No these are the main/leading 16S databases out there. UNITE is for fungal ITS. Greengenes was last updated 9 years ago (some annotations are out-of-date) and even many of the reference sequences are not annotated at species level, specifically because of the issue of low resolution of the 16S (i.e., in greengenes if the 16S sequence is identical or nearly matching between 2 species, the species annotation is removed).

There is really no way to escape the fact that short variable regions of the 16S have limited resolving power.

Yes, either by inputting a regular expression (regex) to edit based on pattern matching, or you can input a "replacement map" TSV file containing as many edits as you want to perform in a single pass. See the help docs (qiime rescript edit-taxonomy --help) for more details.

Yeah I would recommend against this approach, since it makes some assumptions that can lead to some potentially invalid results (e.g., it assumes that HMP is representative of all human populations; also, contaminants that are not usually found in humans could map to related species that are found in humans).

You might want to check out this paper that I linked to above. This would allow you to weight the classification of microbes already found in humans, without ruling out the possibility of contaminants or surprises.

Good luck!


Hi, @Nicholas_Bokulich Thank you for answer

I mean probably someone already constrcucted such TSV "replacement map"? Because it seems not very fast task to manually create such file from beginning. Because there could be a lot of issues. It would be very helpful at least if such file would be just a hint how most of cases could be solved.

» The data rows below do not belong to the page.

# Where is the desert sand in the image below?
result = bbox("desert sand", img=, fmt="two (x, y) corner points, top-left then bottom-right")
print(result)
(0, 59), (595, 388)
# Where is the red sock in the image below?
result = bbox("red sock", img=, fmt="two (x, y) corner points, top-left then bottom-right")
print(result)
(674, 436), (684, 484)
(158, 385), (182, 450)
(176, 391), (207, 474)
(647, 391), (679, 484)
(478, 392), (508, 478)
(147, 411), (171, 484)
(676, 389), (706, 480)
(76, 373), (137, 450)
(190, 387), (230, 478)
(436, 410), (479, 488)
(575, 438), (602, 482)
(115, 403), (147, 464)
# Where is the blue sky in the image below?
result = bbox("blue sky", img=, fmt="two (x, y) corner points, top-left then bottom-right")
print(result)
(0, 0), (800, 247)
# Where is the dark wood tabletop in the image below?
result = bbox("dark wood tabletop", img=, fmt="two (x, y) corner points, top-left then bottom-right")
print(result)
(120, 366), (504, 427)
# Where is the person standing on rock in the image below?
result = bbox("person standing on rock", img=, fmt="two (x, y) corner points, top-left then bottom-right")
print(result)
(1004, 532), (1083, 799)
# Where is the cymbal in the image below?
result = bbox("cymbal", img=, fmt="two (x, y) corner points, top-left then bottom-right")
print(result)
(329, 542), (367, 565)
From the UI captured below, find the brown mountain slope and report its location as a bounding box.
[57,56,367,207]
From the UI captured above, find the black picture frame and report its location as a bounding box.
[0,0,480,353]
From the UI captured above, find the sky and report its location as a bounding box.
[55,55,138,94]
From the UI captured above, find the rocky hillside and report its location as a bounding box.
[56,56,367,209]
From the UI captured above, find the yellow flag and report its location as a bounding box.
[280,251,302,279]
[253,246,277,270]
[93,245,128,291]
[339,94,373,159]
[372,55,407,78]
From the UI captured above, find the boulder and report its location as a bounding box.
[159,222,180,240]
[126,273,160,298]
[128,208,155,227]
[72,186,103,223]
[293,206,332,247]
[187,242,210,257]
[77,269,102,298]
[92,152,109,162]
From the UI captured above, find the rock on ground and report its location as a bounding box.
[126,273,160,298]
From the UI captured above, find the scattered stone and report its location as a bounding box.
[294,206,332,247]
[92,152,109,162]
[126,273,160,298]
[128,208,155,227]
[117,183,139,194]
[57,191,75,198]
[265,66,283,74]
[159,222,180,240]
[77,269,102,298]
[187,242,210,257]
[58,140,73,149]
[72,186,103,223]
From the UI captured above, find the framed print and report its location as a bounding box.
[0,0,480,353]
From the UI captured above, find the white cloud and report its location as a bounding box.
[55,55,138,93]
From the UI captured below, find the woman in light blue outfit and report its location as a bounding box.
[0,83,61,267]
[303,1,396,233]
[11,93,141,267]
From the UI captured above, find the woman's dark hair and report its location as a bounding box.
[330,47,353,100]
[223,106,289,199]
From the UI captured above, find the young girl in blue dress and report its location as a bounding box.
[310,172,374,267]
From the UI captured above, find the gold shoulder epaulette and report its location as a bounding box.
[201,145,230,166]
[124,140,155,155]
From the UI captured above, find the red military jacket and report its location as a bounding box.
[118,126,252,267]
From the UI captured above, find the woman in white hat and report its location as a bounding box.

I'm not sure that I correctly got it. My task is in taking from taxonomy (for example GTDB) only such species which could met in human biome. So I need the rule how I could correctly get that subset from GTDB. You suggested to weight human bacteria but I need list of such bacteria to know what to weight. Or Maybe you meant that I need to weight bacteria successfully mapped on HMP with "good" weight and rest with "bad" weight ?

I am not aware of any such document. This would be highly customized and person/project specific.

I suggest reading that paper and the associated "clawback" tutorial on this forum for more details on how to do this, if this is something that you want to try.

Subsetting only specific taxa, or manually specifying these weights is NOT something that I would recommend. So follow the tutorial to see how this can be done for different sample types.